The reason I say the film is like "Super Mario Kart" is because of one of the movie's more silly ideas. Located around the track are a series of illuminated manhole covers. The ones with shields on them equip the cars to spay napalm and smoke; the ones with swords on them enable the machine guns, but if a car drives over a shield with a skull on it, spikes pop out of the ground. These icons are first come first serve, and so completely ridiculous that it's obvious Anderson simply needed a way for the characters to be either armed or helpless whenever it served the purpose of his script.
And since I am talking about the movie's script, Al Gore should probably give Anderson an award. I say this because the entire screenplay Anderson wrote for Death Race is recycled from other movies. While the movie has very little to do with the original Corman production, it does ape lines, sequences, and scenarios from other movies pretty much throughout. The movie's plot is basically The Shawshank Redemption with a violent auto racing core.
That's a minus for me.
Price of admission includes:
-Several inexcusably homophobic lines directed at Tyrese Gibson's character, who may or may not have been gay. The movie never says one way or the other, and maybe Gibson fought hard to keep his character 'allegedly gay' as opposed to 'obviously gay' or even 'actually gay'. But still.

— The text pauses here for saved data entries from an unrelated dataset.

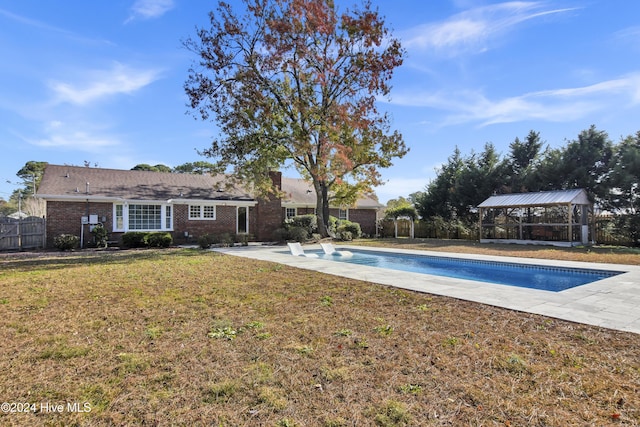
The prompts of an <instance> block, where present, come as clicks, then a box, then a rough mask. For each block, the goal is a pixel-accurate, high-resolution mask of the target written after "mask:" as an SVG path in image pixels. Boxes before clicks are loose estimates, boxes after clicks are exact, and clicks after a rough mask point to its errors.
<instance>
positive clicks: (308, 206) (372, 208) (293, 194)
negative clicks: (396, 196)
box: [282, 177, 384, 209]
mask: <svg viewBox="0 0 640 427" xmlns="http://www.w3.org/2000/svg"><path fill="white" fill-rule="evenodd" d="M282 192H283V193H284V194H285V195H284V199H283V201H282V204H283V206H286V207H315V206H316V191H315V189H314V188H313V185H312V184H311V183H310V182H307V181H305V180H303V179H296V178H286V177H282ZM355 207H357V208H360V209H379V208H382V207H384V205H382V204H380V202H378V201H377V200H376V199H375V198H374V197H371V196H366V195H365V196H363V197H360V198H359V199H358V200H357V201H356V204H355Z"/></svg>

-A ridiculously jarring 'fly girls' sequence wherein they bus in a group hot babe convicts from a women's prison to be the navigators for the contestants. For some reason, Anderson thought it would be a great idea to play booty music in the background, while these women bounced and jiggled in slow-motion to their vehicles. This shift from 'crap movie' to MTV music video was rather abrupt.
-and-
-If you were unlucky as I was, the horrible and overplayed trailer for Quarantine, which is supposed to be the newest in 'found horror' a la Cloverfield and The Blair Witch Project. The only problem with this is that in the two minutes we've seen of Quarantine, the set-up already looks hokey and the acting looks devoid of any attempt at realism.
See for yourself:
Now compare that to this:
If all other actresses were Jennifer Carpenter (Quarantine), then Heather Donahue (The Blair Witch Project) would have so won an Oscar by now.